O Festival de Cannes iniciou a corrida pela Palma de Ouro esta quarta-feira com o filme "Tchaikovsky's Wife", do cineasta russo Kirill Serebrennikov, crítico do seu governo, e com Tom Cruise a garantir o glamour na passadeira vermelha com seu novo "Top Gun".

O filme do cineasta russo, sobre a tumultuosa relação entre o famoso compositor e a sua esposa Antonina Miliukova, é um dos 21 títulos em disputa este ano pela distinção máxima do festival.

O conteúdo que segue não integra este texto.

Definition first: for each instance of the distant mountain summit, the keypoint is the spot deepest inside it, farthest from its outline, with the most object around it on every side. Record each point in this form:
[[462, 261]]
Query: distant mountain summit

"Toda a obra de arte, atualmente, tem um conteúdo político [...] A nossa declaração é sobre a arte, a liberdade e também a fragilidade da natureza humana, de cada vida", disse Serebrennikov, de 52 anos, em conferência de imprensa.

A arte "é estritamente contra a guerra", acrescentou o cineasta, conhecido por se posicionar a favor da comunidade LGBTQ+.

A sua presença era muito esperada, já que em outras edições, nas quais disputou a Palma com "Petrov's Flu" (2021) e "Leto" (2018), não pôde comparecer porque cumpria pena por desvio de fundos, um caso denunciado pelos seus defensores como uma manobra política.

Serebrennikov, filho de uma ucraniana, relatou recentemente à France-Presse o seu "horror, tristeza, vergonha e dor" perante a invasão russa da Ucrânia.

Os organizadores do concurso posicionaram-se desde o início da ofensiva russa, no final de fevereiro, e anunciaram que não receberiam "representantes oficiais russos, instâncias governamentais ou jornalistas da linha oficial".

A participação por videoconferência do presidente ucraniano, Volodymyr Zelensky, na cerimónia de abertura na terça-feira confirmou o tom político desta edição.

"Um novo Chaplin"

"Precisamos de um novo [Charlie] Chaplin que demonstre que o cinema não está mudo", disse Zelensky a um auditório de estrelas.

O festival incluiu na sua programação vários realizadores ucranianos, como o veterano Serguei Loznitsa e Maksim Nakonechnyi. Também apresenta o filme "Mariupolis 2", do lituano Mantas Kvedaravicius, morto em abril nesta cidade ucraniana.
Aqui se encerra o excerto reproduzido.